Rambus’ Paul Karazuba recently penned an article for Semiconductor Engineering that takes a closer look at how consumer privacy and safety continue to be at risk from unprotected IoT devices. As Karazuba notes, security cameras represent approximately 47 percent of vulnerable devices installed on home networks. Basic attack techniques that target these devices, says Karazuba, include a simple process known as credential stuffing, with attackers accessing accounts using stolen credentials and large-scale automated login requests.
“Camera users who don’t enable the optional two-step authentication, skip setting a unique password, or recycle credentials across multiple online services and are at a greater risk of being hacked,” he explains.
Beyond security cameras, emphasizes Karazuba, a wide range of vulnerable consumer IoT devices are frequently targeted by hackers who actively search for devices with default or weak login credentials such as ‘admin’ usernames and ‘1234’ passwords. These include network-attached storage devices, printers, smart TVs, and IP phones.
Fortunately, says Karazuba, states like California and Oregon are proactively formulating legislation that could help prevent basic attacks against unprotected and vulnerable IoT devices. Indeed, California cybersecurity law SB-327, which went into effect on January 01, 2020, requires manufacturers to equip IoT devices with reasonable security features to prevent unauthorized access, modifications, and data leaks.
Specifically, SB-327 requires manufacturers to implement a unique preprogrammed (default) password for each device. Additionally, manufacturers must ensure that users create a new password the first time a device is activated.
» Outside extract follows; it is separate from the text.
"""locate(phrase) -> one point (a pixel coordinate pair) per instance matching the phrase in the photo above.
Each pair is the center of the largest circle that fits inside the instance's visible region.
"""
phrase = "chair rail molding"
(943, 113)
Together, explains Karazuba, these steps are expected to help protect California consumers, as hackers are known to routinely target vulnerable devices shipped with generic or default login credentials.
Another example of proactive legislation is Oregon House Bill 2395 which requires manufacturers to equip IoT devices with “reasonable security features.” These include shipping devices with unique preprogrammed passwords, requiring users to create new passwords when a device is first activated, and ensuring manufacturers comply with federal law and regulations that apply to security measures for connected devices.
As Karazuba points out, additional governments around the world are beginning to recognize the real-world risks posed by unprotected IoT devices.
“For example, the United Kingdom (UK) recently announced its intention to introduce new laws requiring security to be built into IoT devices,” he writes. “This would add to the UK government’s 2018 publication of the world’s first IoT code of practice, which outlines guidelines for manufacturers such as prohibiting default passwords and mandating secure credential storage as well as ensuring software integrity.”
According to Karazuba, passing proactive security legislation to prevent basic attacks against unprotected and vulnerable IoT devices is a good first step to protecting consumer privacy and safety. However, there is clearly much more that needs to be done before connected devices are secured against more sophisticated attacks.
“A siloed security co-processor, designed to execute security-centric processes completely independently of the main CPU, can better help protect consumers by preventing unauthorized access and monitoring suspicious system activity,” he elaborates.
Specifically, says Karazuba, a security co-processor can enable secure boot and runtime integrity checking, as well as provide remote authentication and attestation and hardware acceleration for symmetric and asymmetric cryptographic algorithms.
“Put simply, a siloed security co-processor can help thwart determined adversaries and more sophisticated hacking techniques such as side-channel attacks,” he concludes.